Selsyn-Powered Intercom (Jul, 1947)
Spells Out Messages
SOME of those mysterious little gadgets that made certain war equipment seem almost like magic are finding their way to the sales counters as surplus goods. One of them is the selsyn, that onetime highly secret device used in antiaircraft weapons, bomb sights, and radar. Selsyns in small sizes can be picked up in dozens of stores now for between $3 and $5, and many of them will operate on ordinary 115-volt A.C.
These selsyns are really directional motors. If two or more are hooked up properly and the shaft of one is revolved, the shafts of the others in the circuit will revolve in exactly the same way, through even the identical arc or fraction of a revolution.
This makes selsyns ideal for operating an intercom system between the house and basement workshop or garage and even between neighboring houses. For each station in the circuit set up a box having a dial face containing the letters of the alphabet and a line or other indicating mark for a space. Mount a selsyn in each box with the shaft through a hole in the center of the dial.
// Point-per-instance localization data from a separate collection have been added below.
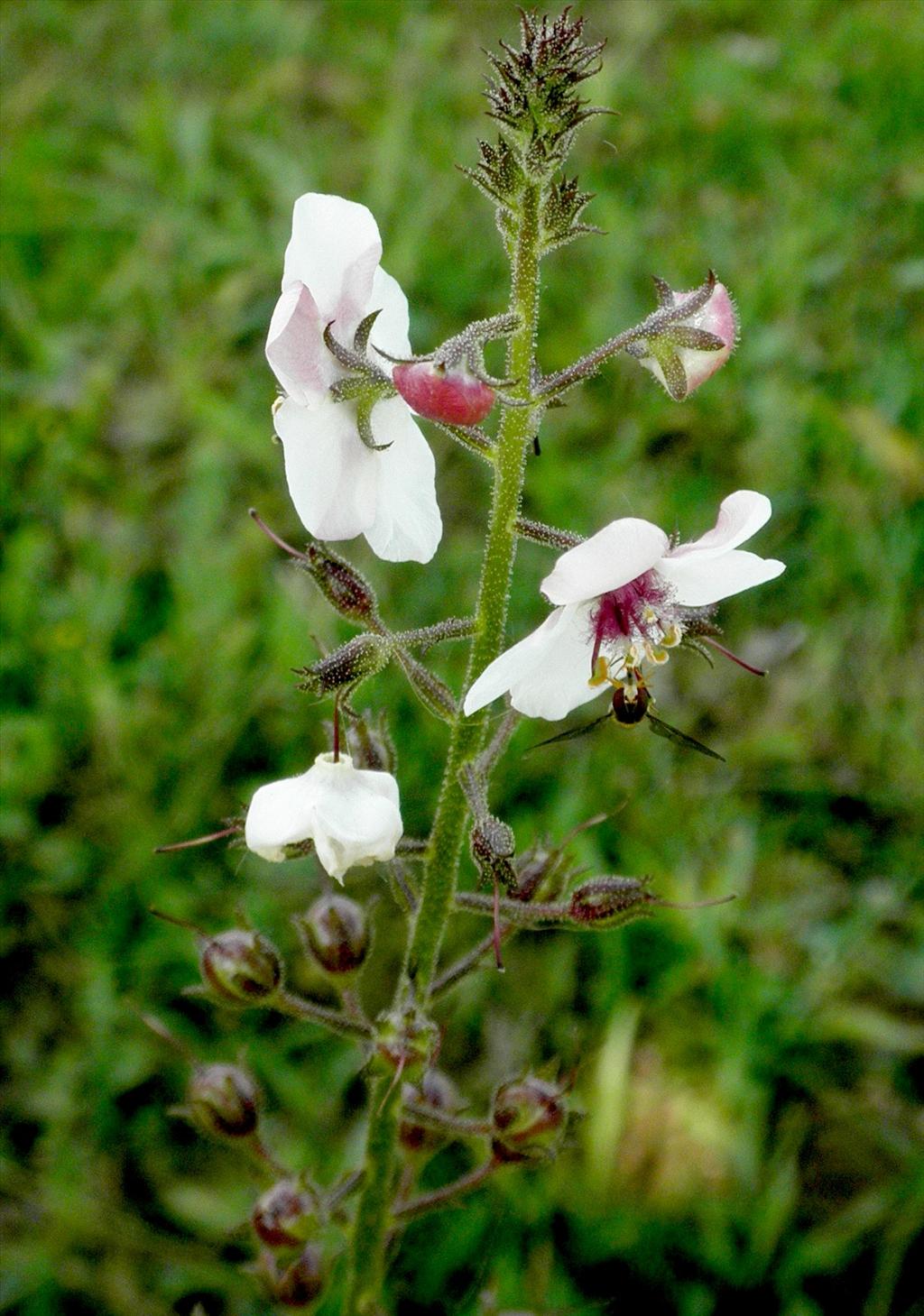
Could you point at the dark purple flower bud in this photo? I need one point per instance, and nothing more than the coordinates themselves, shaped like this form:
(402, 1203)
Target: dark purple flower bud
(224, 1100)
(450, 395)
(341, 584)
(298, 1284)
(335, 934)
(608, 902)
(406, 1041)
(528, 1118)
(284, 1215)
(240, 966)
(438, 1091)
(358, 658)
One way to secure it is with metal clips or brackets bolted to the back of the box face and to the collar of the selsyn. Then file a pointer from 1/8″ sheet brass or plastic and attach it to the shaft, either between two nuts on the threads or, if the shaft is not threaded, by means of a collar and setscrew.
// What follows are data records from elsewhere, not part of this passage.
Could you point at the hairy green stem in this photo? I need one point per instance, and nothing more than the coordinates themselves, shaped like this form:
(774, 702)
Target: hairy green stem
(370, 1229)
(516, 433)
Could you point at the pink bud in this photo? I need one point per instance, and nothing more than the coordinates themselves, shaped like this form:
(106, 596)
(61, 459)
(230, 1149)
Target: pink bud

Take pains with the wiring for, though it is simple, the leads must be connected properly or the circuit will not work. A good method is to attach the leads from each selsyn to a small terminal board and number them in order from 1 to 5, counting as 1 the same first lead from each selsyn. Then connect all 1′s, all 2′s, and so on. Use rubber-covered hookup wire inside the box and any good wire approved for house current between the stations.
Connect one of the stations to the house current across the outside terminals, through a toggle switch and in parallel with a pilot light that will show when current is on. As a convenience in signaling the other stations, wire in a separate buzzer circuit powered by dry cells. If a water pipe or radiator is used as the ground return, this will require but two more wires between stations. Unlike the selsyn circuit, they can be bell wire.
Messages are transmitted by moving the pointer from letter to letter in alternate directions. Buzz once at the start of a message and twice at the end. Use the space between A and Z to separate the words.